Wednesday, January 30, 2013

New York Times Publishes Anti-Israel Screed by Radical Law Professor George Bisharat

Professor Bisharat has a long history of bashing Israel, it turns out. See, "George Bisharat uses NYT to publish out-of-context accusations":
Meet George Bisharat, currently a professor at the UC Hastings College of Law. Bisharat was born in 1954 in Kansas, to a Palestinian family from Jerusalem, eventually earning BA in Berkeley and MA in Georgetown. Later, Bisharat studied in Harvard, and assumed position of professor of law at University of California. Bisharat is an author of ‘Palestinian Lawyers and Israeli Rule: Law and Disorder in the West Bank’, worked with Palestinian Legislative Council and on editorial board of Journal of Palestine Studies.

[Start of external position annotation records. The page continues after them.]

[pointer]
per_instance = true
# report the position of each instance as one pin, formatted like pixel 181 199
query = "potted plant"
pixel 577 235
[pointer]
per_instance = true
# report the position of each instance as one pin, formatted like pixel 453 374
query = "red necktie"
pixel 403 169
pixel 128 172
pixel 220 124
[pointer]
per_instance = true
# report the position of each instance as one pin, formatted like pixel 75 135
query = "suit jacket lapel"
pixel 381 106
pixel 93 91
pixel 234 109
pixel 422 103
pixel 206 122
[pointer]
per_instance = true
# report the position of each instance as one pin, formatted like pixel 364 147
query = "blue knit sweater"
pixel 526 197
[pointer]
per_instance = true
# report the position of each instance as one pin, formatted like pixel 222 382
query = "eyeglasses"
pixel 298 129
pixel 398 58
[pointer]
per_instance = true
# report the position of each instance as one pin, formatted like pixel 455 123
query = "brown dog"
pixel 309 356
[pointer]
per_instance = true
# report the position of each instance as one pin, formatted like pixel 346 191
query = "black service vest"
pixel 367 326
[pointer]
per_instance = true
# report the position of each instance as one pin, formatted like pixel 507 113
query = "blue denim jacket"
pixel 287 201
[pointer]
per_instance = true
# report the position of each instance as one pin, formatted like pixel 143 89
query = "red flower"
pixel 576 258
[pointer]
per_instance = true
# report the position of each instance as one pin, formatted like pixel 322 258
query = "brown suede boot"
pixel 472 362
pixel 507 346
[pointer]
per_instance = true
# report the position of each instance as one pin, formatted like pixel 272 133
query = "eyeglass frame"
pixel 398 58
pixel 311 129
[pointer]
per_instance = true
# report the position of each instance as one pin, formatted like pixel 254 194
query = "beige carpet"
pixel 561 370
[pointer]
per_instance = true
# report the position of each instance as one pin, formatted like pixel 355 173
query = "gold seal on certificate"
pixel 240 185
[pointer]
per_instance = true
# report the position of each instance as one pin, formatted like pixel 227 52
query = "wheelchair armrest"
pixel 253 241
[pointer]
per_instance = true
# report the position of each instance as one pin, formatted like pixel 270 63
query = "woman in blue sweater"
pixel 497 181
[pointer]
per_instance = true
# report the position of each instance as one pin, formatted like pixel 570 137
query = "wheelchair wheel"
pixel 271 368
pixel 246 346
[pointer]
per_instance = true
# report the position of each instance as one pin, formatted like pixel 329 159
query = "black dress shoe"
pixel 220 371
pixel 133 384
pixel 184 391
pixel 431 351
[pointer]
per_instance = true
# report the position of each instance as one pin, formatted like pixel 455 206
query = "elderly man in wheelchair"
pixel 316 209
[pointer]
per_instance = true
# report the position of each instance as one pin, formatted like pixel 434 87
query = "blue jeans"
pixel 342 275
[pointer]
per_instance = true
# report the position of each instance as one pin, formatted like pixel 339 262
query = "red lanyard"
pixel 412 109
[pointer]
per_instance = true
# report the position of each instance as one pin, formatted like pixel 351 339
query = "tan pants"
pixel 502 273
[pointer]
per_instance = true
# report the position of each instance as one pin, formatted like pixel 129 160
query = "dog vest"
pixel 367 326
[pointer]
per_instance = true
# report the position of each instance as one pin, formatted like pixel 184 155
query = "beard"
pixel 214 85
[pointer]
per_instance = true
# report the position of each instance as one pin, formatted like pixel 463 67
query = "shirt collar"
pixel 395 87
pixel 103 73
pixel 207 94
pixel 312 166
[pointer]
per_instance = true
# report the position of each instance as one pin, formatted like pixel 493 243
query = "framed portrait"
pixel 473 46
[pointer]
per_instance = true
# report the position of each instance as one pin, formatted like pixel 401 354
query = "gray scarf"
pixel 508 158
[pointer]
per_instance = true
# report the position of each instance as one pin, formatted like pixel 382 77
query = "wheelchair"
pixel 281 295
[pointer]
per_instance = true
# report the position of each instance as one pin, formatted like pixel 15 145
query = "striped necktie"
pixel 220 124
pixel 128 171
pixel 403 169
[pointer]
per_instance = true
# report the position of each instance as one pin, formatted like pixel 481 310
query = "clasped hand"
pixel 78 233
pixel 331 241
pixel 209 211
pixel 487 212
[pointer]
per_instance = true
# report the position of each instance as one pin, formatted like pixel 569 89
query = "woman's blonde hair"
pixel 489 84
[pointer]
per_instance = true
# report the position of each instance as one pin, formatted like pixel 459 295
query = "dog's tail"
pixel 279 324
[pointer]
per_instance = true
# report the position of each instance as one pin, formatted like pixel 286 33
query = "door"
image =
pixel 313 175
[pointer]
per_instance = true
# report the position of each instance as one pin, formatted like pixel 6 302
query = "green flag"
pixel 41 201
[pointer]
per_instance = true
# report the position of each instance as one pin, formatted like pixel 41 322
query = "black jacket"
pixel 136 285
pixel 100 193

I believe the above gives us clear understanding of Bisharat’s allegiance; however, it is also clear he is a smart man. Bisharat criticized Israel’s conduct in 2006 Second Lebanon War, pushes for the boycott of Israel, alleges Israel’s conduct in 2008 Gaza campaign constitutes war crimes and an avid supporter of a one-state solution (read: Israel ceases being a Jewish state).
Well, that's pretty much a perfect criticism of Bisharat's hit job at today's New York Times, "Why Palestine Should Take Israel to Court in the Hague." Virtually every one of Bisharat's attacks on Israel are decontextualized, and this one's a blatant falsehood:
No doubt, Israel is most worried about the possibility of criminal prosecutions for its settlements policy. Israeli bluster notwithstanding, there is no doubt that Jewish settlements in the West Bank, including East Jerusalem, are illegal. Israeli officials have known this since 1967, when Theodor Meron, then legal counsel to the Israeli Foreign Ministry and later president of the International Criminal Tribunal for the former Yugoslavia, wrote to one of Prime Minister Levi Eshkol’s aides: “My conclusion is that civilian settlement in the administered territories contravenes the explicit provisions of the Fourth Geneva Convention.”

Under the founding statute of the I.C.C., grave violations of the Geneva Conventions, including civilian settlements in occupied territories, are considered war crimes.
Bull. See Danny Ayalon, "Israel Palestinian Conflict: The Truth About the West Bank." And especially Professor Michael Curtis, "Israeli Settlements an Obstacle to Peace?":
International law gives no clear answer on the issue of Israeli settlements. The Fourth Geneva Convention does forbid government deportation or "individual or mass forcible transfers" of population into territory it occupies. This Convention was formulated because of the activities during World War II of the Nazi regime, and by inference the Soviet Union, in transferring population into occupied territory for political or racial reasons, or for colonization. As a result of those activities, millions were subjected to forced migration, expulsion, slave labor, and extermination. On this issue two factors are pertinent. One is that Israeli governments have not aimed at any displacement of the population in any of the disputed areas. The other is that neither the Geneva Convention nor any other law prevents the establishment of voluntary settlements on an individual basis, nor on their location, if the underlying purpose is security, public order, or safety, and as long as the settlements do not involve taking private property. It is absurd to suggest that the state of Israel "deported" or "transferred" its own citizens to the territories.

This conclusion was buttressed by a report, in July 2012, of the independent Israeli three-member committee, headed by former Supreme Court Justice Edmund Levy, which held that the classic laws of "occupation" do not apply to "the unique and sui generis historic and legal circumstances of Israel's presence in Judea and Samaria spanning over decades." The committee held that consequently Israelis have the legal right to settle in Judea and Samaria, and that the establishment of settlements is not illegal.
Bisharat's not an honest commentator on Israel. And it turns out he's a contibutor at the anti-Semitic hate site Mondoweiss. (Last summer Armin Rosen posted a devastating take down of Mondoweiss, at the Atlantic, "A Reminder That Anti-Semitism Has No Place in Debates Over Israel.") And while I enjoy reading the New York Times, as readers can tell, the editors should be ashamed at publishing such a shitty little piece of anti-Israel propaganda.